Hasil keringatnya selama tujuh tahun ia wujudkan dalam bentuk rumah keluarga di Sape, membeli bus mini sehingga menyediakan pekerjaan bagi keluarganya, serta uang tabungan.
Di dunia akting, Dikka pernah bermain peran sebagai tokoh antagonis bernama Oh Myung Jun dalam film "Hero" pada 2012. Film drama itu ditampilkan di jaringan televisi besar di Korea Selatan, KBS (Korea Broadcasting System). Pada awal 2013 ia juga terlibat peran dalam sebuah film drama. Beberapa waktu lalu ia kembali berakting dalam film lain.
"Awalnya saya bisa main film drama itu karena di tempat kerja saya ada orang Korea juga. Dia punya teman yang sedang mencari figur dari Asia. Karena tahu saya juga berkecimpung di dunia modeling, maka saya diajak," ungkapnya.
Setelah sekian lama bekerja di negeri orang, Dikka masih menyimpan harapan untuk bisa kembali ke Indonesia. Dengan bekal pengalaman ditambah ilmu dari bangku kuliah, dirinya berharap bisa mengembangkan talenta di dunia hiburan kelak.
Berinteraksi sekian lama dengan orang Korea, ia berkesimpulan bahwa negara ini maju karena rakyat dan pemerintahnya bekerja keras. Karena itu ia berharap, generasi muda Indonesia juga bisa meniru kerja keras orang Korea agar kelak bisa menjadi negara maju.

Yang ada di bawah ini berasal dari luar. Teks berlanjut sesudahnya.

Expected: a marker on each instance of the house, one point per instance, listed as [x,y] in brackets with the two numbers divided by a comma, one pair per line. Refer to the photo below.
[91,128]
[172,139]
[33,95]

"Kita harus memanfaatkan waktu sebaik mungkin. Jangan sia-siakan waktu yang ada. Bangsa kita memiliki banyak sumber daya alam dan jika diimbangi dengan bekerja keras, maka hasilnya pasti luar biasa," tukas lelaki yang juga pintar memasak ini.
Suray, salah seorang tutor di UT Korea Selatan mengemukakan bahwa Dikka adalah orang yang luar biasa. Ia dinilai tidak pernah menyia-nyiakan waktu luangnya selama berada di negeri Korea.
"Kalau saya lihat dan sepengetahuan saya, Dikka itu orang yang selalu merasa bahwa dalam sehari itu ada 27 jam, bukan 24. Di sela-sela sibuk pun dia tetap mencari keusilan, kesibukan dan keasyikan," ujarnya, menilai.
Menurut dia, dari cara bicaramya akan tampak bahwa Dikka adalah seorang yang cerdas dan selalu ingin belajar atau ingin tahu. Dikka adalah sosok yang sangat tahu apa yang diinginkan buat dirinya.
Sementara Frida, tutor lain di UT Korea juga mengaku mengenal Dikka sebagai pekerja yang multitalenta. Meskipun tidak mengenal secara dekat, namun ia sangat kagum dengan etos kerja dan semangatnya dalam menjalankan aktivitas di Korea Selatan.
"Mungkin tidak semua teman-teman pekerja di Korea ini berjuang seperti itu ya. Tapi secara umum, menurut saya mereka adalah orang-orang yang luar biasa," katanya.